If those benefits weren’t enough, there’s also a potential legal threat hanging over our cityscapes. Last year Toronto became the first North American city to require this environmental technology to be installed on new buildings with total floor space greater than 2,000 square metres. The Toronto bylaw applies to all new residential, commercial and institutional buildings, and will apply to industrial buildings beginning next year.

Zheng says before we install too many green roofs – and before other municipalities pass similar bylaws – we need to learn more about how to install and look after them. There’s more to growing a rooftop garden than dumping topsoil into boxes and rooting your favourite plants, as many building owners have learned the hard way.

“Plants normally produced for gardens may not be suitable for green roofs,” says Zheng, who has worked with nursery and greenhouse growers for 11 years. He’s now focusing on green roofs. “It grows in the garden, but does it work on the roof?”  He aims to provide solid information for growers and installers within the next three years, based on studies here on campus.

As the only research group of its kind in North America, the Guelph team of faculty, staff and students is using that OMAFRA funding to learn more about green roofs. Besides growing plants in the Bovey Building greenhouses, they’re testing “field plots” there, on area farms and on the science complex rooftop. The scientists develop and test growth mix (or substrate) and suitable plant species for the dry, too-hot or too-cold, and windy conditions normally found several storeys above the street.

Along with developing and testing growth medium recipes, they’re looking at which plants and combinations grow best in different substrates in varied roof conditions.

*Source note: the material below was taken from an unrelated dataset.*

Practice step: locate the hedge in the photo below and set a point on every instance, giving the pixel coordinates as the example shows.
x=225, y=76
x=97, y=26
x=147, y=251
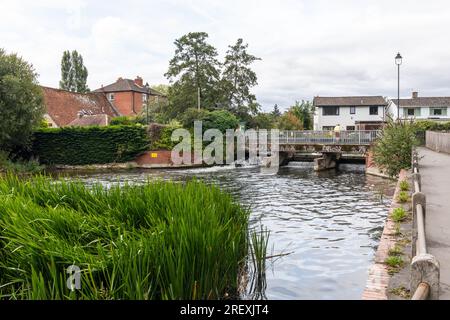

The backbone of many rooftop gardens is sedum, a succulent plant whose hundreds of species include kinds that tolerate drought or cold. In their campus plots, research assistants Mary Jane Clark and Katie Vinson also tend other plants, including artemisia, lamb’s ear, yarrow, grasses, catmint, juniper and pasque flower.

Says Clark: “I like the idea that, in urban settings, green roofs can provide a habitat for insects and animals.”

The researchers are also investigating basic fertilizer and watering regimens to help develop industry standards. What kinds of fertilizer to apply? How much? When? How and when to water? “We’re answering technical questions,” says Zheng.

He says green roofs are more common in Europe, including Germany and Scandinavia. Little research has been done in North America, including considering how to design buildings to bear the structure’s weight.

A green roof should last 50 years. Zheng says it costs two to three times as much as a conventional roof.

His project partners include Life Roof, Sedum Master, Landscape Ontario, Carrot Common and Flowers Canada-Ontario.

Less expensive green roofs with low-maintenance designs and materials are a kind of Holy Grail, says Mathis Natvik, a U of G master’s student.

In 2008, his Guelph company, Natvik Ecological, installed a green roof on the Delta Guelph Hotel and Conference Centre. That installation still contains its original plant community and has never been weeded, irrigated or fertilized.

Natvik says low-maintenance building standards in Europe have spurred installation of green roofs covering airport terminals, shopping malls and factories. “The largest roofs obviously make for the largest environmental benefits when greened with plants. We need research on how to create growing mediums and planting techniques for roofs like Pearson airport, which emit massive amounts of heat and inject massive amounts of water into the stormwater infrastructure.”

In Toronto, a total of more than 36,000 square metres of green roofs have been installed, including gardens at City Hall, the Metro Toronto YMCA, Ryerson and York universities.

For his master’s degree with Zheng, Greg Yuristy studies substrate materials for green roofs that are lightweight, sustainable and locally available. Among those components are recycled materials like crushed bricks. He’s interested in using roofs for growing food, a form of urban agriculture.

Zheng’s group plans to install a green roof at Toronto’s Carrot Common, an organic and health food store that plans to grow food on the roof. Growing food requires thicker substrate and lots of water, which work against the need for lightweight green roofs that the building can support.

In a whimsical turn, Yuristy installs green roofs on bird feeders he makes from reclaimed barn board and Plexiglas. Both Zheng and Dixon have installed his models in their home gardens.